L’arredo mobile dell’interno è risultato particolarmente ricco e ben conservato, documentando, quindi, oltre all’abbandono improvviso dell’insediamento, anche un elevato tenore di vita della popolazione residente che, probabilmente, doveva basare la sua economia di sussistenza sia sulle tradizionali attività legate alla pastorizia, all’agricoltura e alla pesca che sui commerci transmarini, di cui tuttavia esistono ancora poche e sporadiche testimonianze.

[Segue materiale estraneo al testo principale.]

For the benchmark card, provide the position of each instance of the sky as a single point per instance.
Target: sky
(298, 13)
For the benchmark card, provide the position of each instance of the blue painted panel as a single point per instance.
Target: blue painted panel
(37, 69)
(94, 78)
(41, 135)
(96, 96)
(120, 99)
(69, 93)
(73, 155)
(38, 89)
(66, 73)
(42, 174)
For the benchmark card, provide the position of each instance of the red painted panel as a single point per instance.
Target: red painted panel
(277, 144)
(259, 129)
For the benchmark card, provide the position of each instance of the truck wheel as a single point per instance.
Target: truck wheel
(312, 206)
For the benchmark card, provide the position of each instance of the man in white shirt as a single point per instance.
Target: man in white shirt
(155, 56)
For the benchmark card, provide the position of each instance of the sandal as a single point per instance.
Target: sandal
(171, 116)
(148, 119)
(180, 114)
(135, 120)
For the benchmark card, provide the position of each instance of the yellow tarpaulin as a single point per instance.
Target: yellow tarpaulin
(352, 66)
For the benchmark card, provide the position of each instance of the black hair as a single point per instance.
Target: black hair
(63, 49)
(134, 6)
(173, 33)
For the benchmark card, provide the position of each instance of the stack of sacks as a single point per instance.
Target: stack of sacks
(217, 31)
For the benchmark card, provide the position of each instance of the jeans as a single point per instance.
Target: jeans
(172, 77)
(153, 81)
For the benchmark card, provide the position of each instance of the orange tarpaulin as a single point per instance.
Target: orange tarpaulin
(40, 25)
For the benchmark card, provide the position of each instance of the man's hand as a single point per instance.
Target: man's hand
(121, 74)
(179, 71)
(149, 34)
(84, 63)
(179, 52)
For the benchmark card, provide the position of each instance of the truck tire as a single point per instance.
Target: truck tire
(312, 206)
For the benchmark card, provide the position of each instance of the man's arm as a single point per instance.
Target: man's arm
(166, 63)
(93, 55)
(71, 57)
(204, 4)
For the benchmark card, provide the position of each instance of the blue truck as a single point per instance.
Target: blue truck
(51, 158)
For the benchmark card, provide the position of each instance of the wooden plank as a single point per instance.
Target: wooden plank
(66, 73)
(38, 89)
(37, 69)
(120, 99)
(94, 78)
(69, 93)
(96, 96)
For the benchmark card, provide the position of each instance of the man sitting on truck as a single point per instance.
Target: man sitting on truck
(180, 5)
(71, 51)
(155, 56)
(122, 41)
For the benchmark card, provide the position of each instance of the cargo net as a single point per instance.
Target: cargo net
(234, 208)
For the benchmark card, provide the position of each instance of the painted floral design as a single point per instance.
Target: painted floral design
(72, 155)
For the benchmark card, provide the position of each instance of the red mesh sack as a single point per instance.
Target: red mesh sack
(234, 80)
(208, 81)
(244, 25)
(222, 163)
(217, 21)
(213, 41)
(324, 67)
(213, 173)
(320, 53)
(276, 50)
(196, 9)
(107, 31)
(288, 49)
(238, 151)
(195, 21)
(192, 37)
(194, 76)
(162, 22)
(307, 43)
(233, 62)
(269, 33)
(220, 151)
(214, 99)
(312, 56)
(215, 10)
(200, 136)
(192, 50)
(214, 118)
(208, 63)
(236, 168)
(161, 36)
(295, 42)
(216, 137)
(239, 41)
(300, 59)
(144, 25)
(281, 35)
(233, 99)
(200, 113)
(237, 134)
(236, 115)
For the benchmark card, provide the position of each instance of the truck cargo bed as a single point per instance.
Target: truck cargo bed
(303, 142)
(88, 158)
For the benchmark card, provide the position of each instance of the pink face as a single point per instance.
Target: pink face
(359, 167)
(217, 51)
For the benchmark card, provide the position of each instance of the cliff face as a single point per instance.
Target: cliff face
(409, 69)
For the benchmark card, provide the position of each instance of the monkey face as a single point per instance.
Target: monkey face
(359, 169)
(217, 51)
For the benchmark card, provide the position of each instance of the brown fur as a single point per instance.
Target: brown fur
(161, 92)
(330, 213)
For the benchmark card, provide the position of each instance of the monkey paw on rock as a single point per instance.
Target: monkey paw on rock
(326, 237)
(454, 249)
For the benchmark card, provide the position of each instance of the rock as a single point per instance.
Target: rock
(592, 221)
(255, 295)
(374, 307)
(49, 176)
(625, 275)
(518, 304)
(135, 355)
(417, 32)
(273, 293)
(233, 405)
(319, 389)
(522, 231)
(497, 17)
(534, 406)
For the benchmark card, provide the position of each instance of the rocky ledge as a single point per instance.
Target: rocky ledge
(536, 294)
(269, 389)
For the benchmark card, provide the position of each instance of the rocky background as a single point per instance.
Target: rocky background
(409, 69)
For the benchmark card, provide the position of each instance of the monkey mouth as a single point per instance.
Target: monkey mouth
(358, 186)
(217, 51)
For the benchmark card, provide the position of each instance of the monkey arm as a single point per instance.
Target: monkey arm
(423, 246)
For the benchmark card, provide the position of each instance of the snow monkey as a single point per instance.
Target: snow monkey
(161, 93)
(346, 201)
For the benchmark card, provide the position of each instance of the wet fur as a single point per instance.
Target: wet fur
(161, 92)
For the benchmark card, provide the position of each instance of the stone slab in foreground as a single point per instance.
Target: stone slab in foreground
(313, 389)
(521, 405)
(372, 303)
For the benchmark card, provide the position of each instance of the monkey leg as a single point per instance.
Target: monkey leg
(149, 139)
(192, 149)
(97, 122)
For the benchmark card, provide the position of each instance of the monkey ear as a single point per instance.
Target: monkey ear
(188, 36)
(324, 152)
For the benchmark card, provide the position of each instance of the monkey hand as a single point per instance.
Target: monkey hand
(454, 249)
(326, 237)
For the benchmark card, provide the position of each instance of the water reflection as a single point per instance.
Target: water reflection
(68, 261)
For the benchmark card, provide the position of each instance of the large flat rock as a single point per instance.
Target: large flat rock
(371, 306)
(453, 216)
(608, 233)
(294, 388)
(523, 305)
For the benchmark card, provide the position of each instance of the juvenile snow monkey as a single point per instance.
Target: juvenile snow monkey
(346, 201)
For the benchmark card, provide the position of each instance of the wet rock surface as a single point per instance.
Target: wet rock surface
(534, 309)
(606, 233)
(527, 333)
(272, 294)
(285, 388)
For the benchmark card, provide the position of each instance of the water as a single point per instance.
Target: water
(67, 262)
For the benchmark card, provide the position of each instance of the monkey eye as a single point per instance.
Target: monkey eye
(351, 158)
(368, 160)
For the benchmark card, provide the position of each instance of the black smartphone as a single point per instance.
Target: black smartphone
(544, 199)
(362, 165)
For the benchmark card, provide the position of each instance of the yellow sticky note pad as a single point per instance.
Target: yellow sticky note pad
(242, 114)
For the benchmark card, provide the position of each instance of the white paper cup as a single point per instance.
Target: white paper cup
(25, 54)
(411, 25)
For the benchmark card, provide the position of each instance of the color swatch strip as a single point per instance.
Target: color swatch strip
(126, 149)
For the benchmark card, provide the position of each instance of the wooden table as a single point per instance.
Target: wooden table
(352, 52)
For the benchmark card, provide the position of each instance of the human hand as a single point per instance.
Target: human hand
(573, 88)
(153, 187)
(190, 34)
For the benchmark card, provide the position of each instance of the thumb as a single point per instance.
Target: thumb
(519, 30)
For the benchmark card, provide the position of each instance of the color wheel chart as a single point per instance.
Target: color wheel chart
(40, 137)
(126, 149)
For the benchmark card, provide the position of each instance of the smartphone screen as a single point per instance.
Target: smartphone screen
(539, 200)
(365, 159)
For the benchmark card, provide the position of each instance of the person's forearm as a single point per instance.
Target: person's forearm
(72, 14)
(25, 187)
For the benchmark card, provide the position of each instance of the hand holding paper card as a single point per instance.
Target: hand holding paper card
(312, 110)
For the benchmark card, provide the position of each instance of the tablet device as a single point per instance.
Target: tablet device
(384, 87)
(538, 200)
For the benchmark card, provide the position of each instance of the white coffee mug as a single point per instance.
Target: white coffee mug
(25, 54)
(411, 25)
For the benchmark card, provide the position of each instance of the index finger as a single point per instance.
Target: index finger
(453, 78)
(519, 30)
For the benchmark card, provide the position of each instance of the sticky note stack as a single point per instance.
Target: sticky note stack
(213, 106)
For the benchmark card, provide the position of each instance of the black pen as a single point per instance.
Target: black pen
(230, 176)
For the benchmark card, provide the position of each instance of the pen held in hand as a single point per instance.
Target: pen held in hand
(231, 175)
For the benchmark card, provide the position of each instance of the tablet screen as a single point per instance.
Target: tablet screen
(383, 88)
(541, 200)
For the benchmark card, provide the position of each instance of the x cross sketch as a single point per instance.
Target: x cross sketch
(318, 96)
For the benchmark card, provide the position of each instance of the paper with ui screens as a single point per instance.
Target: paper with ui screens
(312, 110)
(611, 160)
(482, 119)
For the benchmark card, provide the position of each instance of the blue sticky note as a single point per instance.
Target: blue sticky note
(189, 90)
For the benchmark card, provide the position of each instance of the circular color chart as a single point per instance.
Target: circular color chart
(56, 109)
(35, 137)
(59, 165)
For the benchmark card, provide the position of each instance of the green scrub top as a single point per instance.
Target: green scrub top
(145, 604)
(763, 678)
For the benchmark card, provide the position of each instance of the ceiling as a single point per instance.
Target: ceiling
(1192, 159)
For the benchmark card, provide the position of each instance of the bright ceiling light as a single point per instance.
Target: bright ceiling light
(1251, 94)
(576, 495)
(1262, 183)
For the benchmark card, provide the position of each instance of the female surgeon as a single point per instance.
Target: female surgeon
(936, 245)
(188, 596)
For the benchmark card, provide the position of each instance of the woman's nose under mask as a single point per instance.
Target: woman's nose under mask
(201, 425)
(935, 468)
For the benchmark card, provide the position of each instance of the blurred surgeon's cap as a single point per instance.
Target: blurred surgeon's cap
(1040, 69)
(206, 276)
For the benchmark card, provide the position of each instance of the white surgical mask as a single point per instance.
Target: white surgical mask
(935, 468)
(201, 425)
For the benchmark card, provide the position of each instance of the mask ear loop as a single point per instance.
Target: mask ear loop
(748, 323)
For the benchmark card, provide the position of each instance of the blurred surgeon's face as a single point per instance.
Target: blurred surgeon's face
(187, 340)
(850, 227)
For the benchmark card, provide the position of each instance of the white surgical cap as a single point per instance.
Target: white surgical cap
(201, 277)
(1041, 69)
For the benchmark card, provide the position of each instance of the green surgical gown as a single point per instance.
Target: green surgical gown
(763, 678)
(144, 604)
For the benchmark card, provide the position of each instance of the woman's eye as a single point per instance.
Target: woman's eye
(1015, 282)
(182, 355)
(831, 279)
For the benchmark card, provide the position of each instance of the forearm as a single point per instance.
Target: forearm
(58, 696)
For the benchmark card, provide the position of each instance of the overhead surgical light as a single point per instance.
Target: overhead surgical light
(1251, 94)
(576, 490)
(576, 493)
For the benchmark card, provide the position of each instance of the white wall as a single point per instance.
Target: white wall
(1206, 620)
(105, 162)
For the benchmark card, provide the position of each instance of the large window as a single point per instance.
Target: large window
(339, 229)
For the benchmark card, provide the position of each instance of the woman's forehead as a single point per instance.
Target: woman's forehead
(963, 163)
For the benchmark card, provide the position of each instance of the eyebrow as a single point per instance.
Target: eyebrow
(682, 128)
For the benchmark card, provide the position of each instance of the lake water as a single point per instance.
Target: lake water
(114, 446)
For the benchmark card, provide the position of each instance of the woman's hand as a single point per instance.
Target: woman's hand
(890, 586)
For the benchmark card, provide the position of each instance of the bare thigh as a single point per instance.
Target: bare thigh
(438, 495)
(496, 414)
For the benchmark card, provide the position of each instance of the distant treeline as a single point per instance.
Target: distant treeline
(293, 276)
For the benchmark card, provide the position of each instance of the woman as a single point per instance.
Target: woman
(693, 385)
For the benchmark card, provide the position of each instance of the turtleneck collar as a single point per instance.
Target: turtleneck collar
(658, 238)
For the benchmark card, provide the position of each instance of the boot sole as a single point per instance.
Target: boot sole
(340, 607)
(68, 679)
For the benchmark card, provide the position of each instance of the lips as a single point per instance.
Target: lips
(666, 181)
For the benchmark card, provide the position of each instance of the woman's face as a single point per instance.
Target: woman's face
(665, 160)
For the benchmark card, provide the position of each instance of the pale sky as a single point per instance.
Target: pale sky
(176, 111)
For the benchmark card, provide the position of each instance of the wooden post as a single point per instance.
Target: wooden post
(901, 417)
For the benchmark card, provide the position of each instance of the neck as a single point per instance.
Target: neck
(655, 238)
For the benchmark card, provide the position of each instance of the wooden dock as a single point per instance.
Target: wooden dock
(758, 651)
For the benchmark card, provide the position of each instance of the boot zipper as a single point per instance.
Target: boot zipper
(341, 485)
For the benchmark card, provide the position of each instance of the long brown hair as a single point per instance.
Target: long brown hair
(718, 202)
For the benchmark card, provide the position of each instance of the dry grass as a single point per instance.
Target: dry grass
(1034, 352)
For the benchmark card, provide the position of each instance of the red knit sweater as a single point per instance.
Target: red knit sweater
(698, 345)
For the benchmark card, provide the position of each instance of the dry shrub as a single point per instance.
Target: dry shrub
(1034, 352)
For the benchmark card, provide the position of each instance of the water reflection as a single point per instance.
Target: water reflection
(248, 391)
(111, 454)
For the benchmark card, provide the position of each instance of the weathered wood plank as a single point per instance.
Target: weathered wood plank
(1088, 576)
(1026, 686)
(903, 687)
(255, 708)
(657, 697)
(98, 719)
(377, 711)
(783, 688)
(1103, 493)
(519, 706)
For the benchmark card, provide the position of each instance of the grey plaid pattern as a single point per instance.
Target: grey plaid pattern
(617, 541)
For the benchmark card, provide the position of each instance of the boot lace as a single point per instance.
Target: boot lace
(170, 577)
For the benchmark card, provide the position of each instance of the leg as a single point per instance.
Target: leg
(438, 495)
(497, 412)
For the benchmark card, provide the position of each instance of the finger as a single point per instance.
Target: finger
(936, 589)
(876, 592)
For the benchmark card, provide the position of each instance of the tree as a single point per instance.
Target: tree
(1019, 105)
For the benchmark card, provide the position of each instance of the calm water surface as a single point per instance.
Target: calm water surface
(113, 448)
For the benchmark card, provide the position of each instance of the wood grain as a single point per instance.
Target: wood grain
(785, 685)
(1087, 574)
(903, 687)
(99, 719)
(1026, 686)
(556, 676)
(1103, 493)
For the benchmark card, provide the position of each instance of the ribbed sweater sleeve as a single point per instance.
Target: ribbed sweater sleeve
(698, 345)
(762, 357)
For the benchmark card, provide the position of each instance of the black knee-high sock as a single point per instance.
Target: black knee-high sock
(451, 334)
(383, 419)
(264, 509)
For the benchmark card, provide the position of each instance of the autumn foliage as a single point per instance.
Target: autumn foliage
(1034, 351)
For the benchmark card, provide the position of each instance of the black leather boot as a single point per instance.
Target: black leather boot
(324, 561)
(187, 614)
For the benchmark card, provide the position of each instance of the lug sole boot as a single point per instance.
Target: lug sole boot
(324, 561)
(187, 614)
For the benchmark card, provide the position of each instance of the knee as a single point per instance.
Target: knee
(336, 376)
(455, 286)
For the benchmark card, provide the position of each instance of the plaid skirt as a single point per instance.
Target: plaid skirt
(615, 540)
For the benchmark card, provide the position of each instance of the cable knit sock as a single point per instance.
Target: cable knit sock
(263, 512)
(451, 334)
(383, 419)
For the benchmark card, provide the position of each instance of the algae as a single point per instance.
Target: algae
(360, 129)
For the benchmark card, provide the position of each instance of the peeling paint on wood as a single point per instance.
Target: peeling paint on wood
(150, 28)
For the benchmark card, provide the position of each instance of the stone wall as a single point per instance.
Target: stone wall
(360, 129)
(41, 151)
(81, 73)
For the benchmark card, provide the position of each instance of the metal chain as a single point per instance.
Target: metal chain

Lo stile dei vasi, sebbene elaborato localmente, richiama quello delle coeve ceramiche del Villaggio del Milazzese di Panarea, nelle Isole Eolie, e quello dei vasi dello Stile di Thapsos, così denominato dalla ben nota stazione preistorica individuata sulla penisola di Magnisi nel siracusano.

 

Straordinarie sono l’abbondanza e la varietà della suppellettile domestica restituita dagli scavi archeologici, in parte esposta nel locale Museo inaugurato nel 2010 nel complesso dei cameroni di Largo di Guardia, un edificio situato sul costone che domina la Cala di Santa Maria utilizzato come prigione fin da epoca borbonica e successivamente destinato a quei confinati, anche politici, che trasgredivano il regolamento.

 

L’esposizione si sviluppa in due padiglioni attraverso un’ampia selezione di reperti relativi in prevalenza alle fasi più rilevanti del popolamento dell’isola; il Padiglione A è dedicato alla preistoria dell’isola, il Padiglione B al periodo compreso tra l’età ellenistica e la tarda antichità.